A constantly changing political and economic market has made bridging finance a more attractive option when the need to complete a deal is urgent. It’s interesting to note that despite the high street banks tightening the criteria for bridging loans, the market has grown.
This is mostly due to the increase in popularity of unregulated lenders. Are there risks? Of course there are, but a reputable broker won’t put a new client at any foreseeable risk, and these lenders keep the market buoyant.
Bridging Finance – A Need for Broker Understanding
Recent research undertaken by Hope Capital revealed that as many as 20% of brokers didn’t quite understand the bridging process. This research also revealed that over half of the brokers felt that more flexibility was needed on LTVs.

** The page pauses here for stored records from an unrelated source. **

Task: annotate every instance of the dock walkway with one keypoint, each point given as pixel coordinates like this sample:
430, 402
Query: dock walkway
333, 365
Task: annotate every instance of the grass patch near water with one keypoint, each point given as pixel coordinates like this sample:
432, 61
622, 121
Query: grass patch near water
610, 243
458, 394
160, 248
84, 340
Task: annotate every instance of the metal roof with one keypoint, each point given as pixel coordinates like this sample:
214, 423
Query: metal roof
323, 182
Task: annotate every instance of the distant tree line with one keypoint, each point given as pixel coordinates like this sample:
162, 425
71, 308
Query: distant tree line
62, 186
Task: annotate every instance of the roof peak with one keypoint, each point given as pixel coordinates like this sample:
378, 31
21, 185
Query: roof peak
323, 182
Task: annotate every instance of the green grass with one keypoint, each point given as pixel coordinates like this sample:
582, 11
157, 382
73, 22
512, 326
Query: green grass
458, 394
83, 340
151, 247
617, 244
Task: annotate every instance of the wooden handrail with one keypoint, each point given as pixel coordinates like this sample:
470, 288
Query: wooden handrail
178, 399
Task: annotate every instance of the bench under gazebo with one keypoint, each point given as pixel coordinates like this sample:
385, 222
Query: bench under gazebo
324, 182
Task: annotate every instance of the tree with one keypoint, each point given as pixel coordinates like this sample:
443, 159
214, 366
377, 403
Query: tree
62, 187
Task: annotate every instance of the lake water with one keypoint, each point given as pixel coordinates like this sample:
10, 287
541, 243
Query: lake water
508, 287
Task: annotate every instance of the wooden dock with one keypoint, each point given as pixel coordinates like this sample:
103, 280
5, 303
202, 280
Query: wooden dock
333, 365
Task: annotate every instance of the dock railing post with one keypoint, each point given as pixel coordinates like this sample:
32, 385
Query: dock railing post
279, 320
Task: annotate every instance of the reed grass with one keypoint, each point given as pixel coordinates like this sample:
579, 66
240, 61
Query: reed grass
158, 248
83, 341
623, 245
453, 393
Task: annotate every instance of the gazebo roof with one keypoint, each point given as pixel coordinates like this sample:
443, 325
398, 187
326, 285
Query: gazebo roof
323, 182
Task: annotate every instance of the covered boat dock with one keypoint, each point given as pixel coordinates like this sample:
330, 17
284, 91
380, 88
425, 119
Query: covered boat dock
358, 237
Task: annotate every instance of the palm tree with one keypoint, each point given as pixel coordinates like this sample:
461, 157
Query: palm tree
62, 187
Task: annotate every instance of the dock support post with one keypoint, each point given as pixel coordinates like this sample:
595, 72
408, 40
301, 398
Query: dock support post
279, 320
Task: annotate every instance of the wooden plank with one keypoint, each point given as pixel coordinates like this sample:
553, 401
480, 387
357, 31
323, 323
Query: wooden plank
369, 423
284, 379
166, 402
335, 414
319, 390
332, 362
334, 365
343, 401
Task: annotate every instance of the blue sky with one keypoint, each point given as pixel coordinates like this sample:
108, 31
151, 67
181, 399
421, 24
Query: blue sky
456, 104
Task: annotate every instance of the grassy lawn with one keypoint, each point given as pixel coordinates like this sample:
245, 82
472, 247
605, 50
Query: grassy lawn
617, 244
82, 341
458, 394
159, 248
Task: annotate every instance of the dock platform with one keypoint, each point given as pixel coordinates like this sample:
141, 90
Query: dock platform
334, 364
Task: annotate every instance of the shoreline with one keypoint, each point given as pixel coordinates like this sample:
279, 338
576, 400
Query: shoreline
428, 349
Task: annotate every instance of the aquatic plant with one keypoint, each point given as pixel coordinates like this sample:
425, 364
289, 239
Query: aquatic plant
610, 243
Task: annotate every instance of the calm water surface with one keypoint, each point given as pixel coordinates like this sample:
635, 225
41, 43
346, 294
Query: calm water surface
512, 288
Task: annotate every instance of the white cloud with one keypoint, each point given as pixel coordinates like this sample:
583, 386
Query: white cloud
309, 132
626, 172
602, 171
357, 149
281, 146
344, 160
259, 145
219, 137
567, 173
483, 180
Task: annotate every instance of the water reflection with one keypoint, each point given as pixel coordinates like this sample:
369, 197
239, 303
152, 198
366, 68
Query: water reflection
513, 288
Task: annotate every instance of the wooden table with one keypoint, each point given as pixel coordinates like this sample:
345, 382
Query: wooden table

Just under half also expressed the need for lenders to increase the speed of service. Combined with a reduction in rates, they felt it would improve market accessibility.
The research also revealed common issues that continue to dog the application process for bridging finance. By far the most significant complaint was delays caused by solicitors. Additionally, collating client information and lender approval came a close second.
Jonathan Sealey, CEO at Hope Capital, said, “Like any area of lending, there are areas that brokers would like to see improved. We are keen to address these by always offering the fastest turnaround times”.
Bridging finance increased by 10% during 2017. A clear indication that brokers are turning to bridging lenders to cover gaps that the high street market cannot fill.
It has also become clear that because every client is different, brokers are looking for solutions specific to their client’s needs. Calling for lower rates has been a feature since lending for property finance began. This won’t change, and it is the state of the market that will ultimately dictate how low a lender will go.
Growth in the bridging market is providing more opportunity for unregulated lenders and a good broker will know which ones to turn to. Signals indicate that the market will continue to grow year on year as the regulated industry clamps down on lending criteria.
This does not need to hurt property finance. It is quite possible that emerging unregulated bridging lenders will discover a niche that enables the property market to prosper. Especially for property developers.